Hey everybody, Cara Santa Maria here. Nearly 10% of kids in this country have been diagnosed with attention deficit hyperactivity disorder. Some estimates say it's closer to 16%, and the numbers appear to be rising.
But does this mean that more and more kids are showing symptoms of ADHD? Or have they always had the disorder, but now more and more kids are being appropriately diagnosed? Unfortunately, the answer seems to be: who knows?
What we do know is that ADHD is a developmental disorder characterized by inattention, hyperactivity, and impulsiveness to the extent that it causes significantly impaired functioning at school and home. The cause of ADHD is still up for debate. A handful of researchers think it shouldn’t even qualify as a disorder.
However, evidence indicates that the brains of children with ADHD are different than those of kids who’ve never been diagnosed. In particular, the left prefrontal cortex of the brain is smaller and quieter in children with ADHD, which may explain why focused attention is such a task for them. Also, the motor cortex appears to develop more quickly, which is probably linked to their hyperactivity.
ADHD medications work by targeting cells in the prefrontal cortex and boosting levels of two neurotransmitters there: norepinephrine (the brain's adrenaline) and dopamine. Kids with ADHD are thought to have low levels of these chemicals, and stimulant medications work to bring them up to normal. Nearly 3 million children take drugs like Ritalin (a methylphenidate drug) or Adderall (an amphetamine). These drugs improve focus, concentration, and attention, but their use is highly controversial. There’s evidence linking them to stunted growth, reduction in appetite, and children taking them are more often depressed than those who don't. What’s more, the long-term effects of ADHD meds on a child's heart and brain are unknown.

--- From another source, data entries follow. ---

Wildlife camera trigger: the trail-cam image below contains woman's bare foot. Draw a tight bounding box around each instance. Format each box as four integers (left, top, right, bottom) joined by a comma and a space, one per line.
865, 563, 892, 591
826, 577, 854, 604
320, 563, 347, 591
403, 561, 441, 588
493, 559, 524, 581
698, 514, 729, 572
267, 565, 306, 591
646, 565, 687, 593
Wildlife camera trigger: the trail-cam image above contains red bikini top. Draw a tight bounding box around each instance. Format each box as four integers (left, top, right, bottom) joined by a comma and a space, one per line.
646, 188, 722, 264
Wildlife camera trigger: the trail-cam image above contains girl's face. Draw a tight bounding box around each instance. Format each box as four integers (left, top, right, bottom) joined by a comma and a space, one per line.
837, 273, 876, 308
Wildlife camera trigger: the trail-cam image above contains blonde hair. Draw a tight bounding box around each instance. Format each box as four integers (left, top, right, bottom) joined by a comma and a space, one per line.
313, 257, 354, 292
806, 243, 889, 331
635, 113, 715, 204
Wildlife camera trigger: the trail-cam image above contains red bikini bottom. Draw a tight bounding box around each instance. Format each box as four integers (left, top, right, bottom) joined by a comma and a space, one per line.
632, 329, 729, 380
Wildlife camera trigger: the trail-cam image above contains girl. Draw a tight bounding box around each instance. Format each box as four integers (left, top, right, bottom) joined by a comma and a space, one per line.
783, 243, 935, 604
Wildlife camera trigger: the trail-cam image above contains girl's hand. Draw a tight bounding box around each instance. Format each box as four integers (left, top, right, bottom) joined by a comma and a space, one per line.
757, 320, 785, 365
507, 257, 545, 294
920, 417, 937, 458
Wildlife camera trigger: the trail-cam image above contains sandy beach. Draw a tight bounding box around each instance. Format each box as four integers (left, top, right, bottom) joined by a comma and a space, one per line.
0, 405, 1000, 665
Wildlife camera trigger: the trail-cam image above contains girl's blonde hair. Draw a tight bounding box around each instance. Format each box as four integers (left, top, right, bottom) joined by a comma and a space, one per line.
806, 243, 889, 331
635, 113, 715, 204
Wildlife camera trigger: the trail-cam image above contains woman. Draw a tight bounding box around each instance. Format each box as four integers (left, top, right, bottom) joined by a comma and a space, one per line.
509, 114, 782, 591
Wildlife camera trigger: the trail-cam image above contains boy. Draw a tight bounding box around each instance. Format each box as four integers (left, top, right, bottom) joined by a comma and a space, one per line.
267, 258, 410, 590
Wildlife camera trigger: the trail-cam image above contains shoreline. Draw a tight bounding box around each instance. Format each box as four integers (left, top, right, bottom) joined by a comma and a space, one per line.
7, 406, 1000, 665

On another note, a study published last month in the Journal of Pharmacy Practice showed that, surprise surprise, 40% of college students who were prescribed stimulant medication for ADHD abused it. And this is self-report data! Who knows how much higher the number may actually be, given the tendency for survey subjects to lie about socially irresponsible behaviors. One study found that over the course of 8 years, calls to a poison control center about teenage abuse of ADHD medication rose 76%.
And, contrary to what clinicians used to think, ADHD doesn’t just effect kids. Nearly 4% of the adult population in the US currently carry an ADHD diagnosis, and around 8% have been diagnosed at some point in their lives. Studies show that adults with ADHD deal with higher than average rates of divorce, substance abuse, unemployment, and disability. But there is hope on the horizon. Along with drug treatment, cognitive behavioral therapies seem to work. And although alternative treatments like neurofeedback have been met with skepticism, new data appears to support their efficacy.